En Europa es completamente distinto. Los niveles de pobreza y marginalidad no son, en general, equiparables a los de Latinoamérica. Pero es que además el grafiti urbano se está empleando sobre todo para atraer turismo, haciendo más estéticos barrios y ciudades que antes no eran atractivos. Con esta intención lo han abordado en Belgrado, Kaunas, Dansk, Antwerp, Ostend, Bristol, Malmo, Reykjavik, Budapest, Waterford o Sevilla. Y cuando se visitan las páginas de esos ayuntamientos, el mensaje sobre la iniciativa siempre es el mismo: ven a visitar esto tan bonito.

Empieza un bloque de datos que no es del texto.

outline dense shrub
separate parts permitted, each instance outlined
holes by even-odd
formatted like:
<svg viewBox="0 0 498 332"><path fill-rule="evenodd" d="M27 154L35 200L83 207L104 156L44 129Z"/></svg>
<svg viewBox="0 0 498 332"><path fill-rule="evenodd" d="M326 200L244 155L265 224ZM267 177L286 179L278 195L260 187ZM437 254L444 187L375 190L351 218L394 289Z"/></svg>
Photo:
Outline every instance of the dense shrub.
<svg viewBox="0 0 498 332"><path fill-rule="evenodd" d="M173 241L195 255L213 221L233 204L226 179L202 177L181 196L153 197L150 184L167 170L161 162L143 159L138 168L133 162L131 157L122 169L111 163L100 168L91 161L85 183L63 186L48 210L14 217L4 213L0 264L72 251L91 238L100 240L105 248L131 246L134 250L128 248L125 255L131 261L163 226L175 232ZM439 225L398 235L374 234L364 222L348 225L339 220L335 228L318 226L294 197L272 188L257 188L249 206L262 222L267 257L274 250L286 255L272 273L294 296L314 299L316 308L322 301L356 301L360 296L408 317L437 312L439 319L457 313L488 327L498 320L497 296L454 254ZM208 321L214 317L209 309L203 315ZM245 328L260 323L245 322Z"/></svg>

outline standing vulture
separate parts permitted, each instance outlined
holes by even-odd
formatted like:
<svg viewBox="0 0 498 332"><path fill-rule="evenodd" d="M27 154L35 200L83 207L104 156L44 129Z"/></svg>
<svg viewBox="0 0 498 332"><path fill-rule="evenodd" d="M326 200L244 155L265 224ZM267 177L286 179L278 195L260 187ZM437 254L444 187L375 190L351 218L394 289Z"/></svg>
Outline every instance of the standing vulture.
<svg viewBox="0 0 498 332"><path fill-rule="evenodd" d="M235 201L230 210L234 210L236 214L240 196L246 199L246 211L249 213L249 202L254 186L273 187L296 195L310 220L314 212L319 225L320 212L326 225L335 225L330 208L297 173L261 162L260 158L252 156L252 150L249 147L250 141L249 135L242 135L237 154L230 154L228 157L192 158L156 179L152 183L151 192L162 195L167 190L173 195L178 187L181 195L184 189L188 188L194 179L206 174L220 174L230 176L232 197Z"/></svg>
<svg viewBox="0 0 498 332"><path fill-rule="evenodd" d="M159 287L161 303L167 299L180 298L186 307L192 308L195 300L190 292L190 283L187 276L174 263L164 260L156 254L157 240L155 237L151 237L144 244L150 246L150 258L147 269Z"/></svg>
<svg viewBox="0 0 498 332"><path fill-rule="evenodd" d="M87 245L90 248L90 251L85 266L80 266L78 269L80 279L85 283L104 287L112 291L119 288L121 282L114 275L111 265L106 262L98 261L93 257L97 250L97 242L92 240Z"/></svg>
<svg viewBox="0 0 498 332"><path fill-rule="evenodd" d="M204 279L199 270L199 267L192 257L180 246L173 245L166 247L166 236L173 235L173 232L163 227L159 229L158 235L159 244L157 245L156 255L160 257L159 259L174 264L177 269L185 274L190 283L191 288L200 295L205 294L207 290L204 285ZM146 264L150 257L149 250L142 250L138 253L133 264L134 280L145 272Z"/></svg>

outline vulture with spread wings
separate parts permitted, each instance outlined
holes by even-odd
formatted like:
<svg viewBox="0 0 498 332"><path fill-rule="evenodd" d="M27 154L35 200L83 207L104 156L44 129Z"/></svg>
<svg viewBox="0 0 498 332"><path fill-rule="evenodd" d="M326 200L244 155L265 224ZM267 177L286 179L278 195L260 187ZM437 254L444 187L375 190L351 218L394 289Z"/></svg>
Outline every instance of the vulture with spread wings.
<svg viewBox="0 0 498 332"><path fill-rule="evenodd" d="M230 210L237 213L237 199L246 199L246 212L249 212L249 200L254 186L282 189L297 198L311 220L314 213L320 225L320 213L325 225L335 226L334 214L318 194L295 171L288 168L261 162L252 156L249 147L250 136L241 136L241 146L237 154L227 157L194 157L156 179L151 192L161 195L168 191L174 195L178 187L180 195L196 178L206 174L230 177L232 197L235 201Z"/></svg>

En España estas iniciativas se están replicando también de manera local, como una salida más a la búsqueda de los ansiados ingresos turísticos. La localidad de Molinicos, en Albacete, ha creado su Museo a Cielo Abierto, una serie de murales urbanos que descubrir callejeando. Lo mismo en Alfamén, Zaragoza. O en Fanzara, Castellón. Pueblos que no eran hasta ahora parada obligatoria de áreas turísticas más o menos promocionadas, en este caso la Sierra del Segura, la ruta del vino de Cariñena y la comarca del Alto Mijares. Confían en que los viajeros los incluyan en sus rutas, para ver los grafitis.

Pero ¿son grafitis? ¿Queda algo de la esencia del arte urbano que nació como protesta y reivindicación, y no como mera manifestación de belleza artística? La frase más repetida y compartida en Latinoamérica, un meme, un clásico, nació de una pintada en Alcalá de Guadaíra. Expresando la decepción de un grupo de ocupas que nunca fueron realojados, como les prometieron. EMOSIDO ENGAÑADO. No lo pintó un artista, ni siquiera alguien con un mínimo conocimiento de la ortografía. O a lo mejor sí, tal vez saltarse las normas de la RAE fuera otro modo de protesta.

Pintada original del Emosio Engañado en Alcalá de Guadaíra, hoy desaparecida.

Los promovidos en las ciudades son grafitis, o murales urbanos, pero despojados de su inicial sentido, dar voz a la marginalidad, que no encontraba otro medio de expresión para manifestar su descontento en público. No hay mejor ejemplo de esta transformación que en el reciente premio al mejor mural del mundo, otorgado al Julio César pintado pintado por Diego As en la una medianería de la Ronda da Muralla, en Lugo. El premio es resultado de la votación por parte de los usuarios de la mayor comunidad de aficionados al arte urbano, reunidos en una app, Street Art Cities. Y el César aparece tan augusto como bien pintado, pero no tiene más mensaje que ese.

La intención turística se comprende mejor si consideramos que este Julio César de Diego As está frente a la muralla romana de Lugo. Fue construida en tiempo de su sucesor, Octavio Augusto. Foto: Ignacio Ferre Pérez (CC).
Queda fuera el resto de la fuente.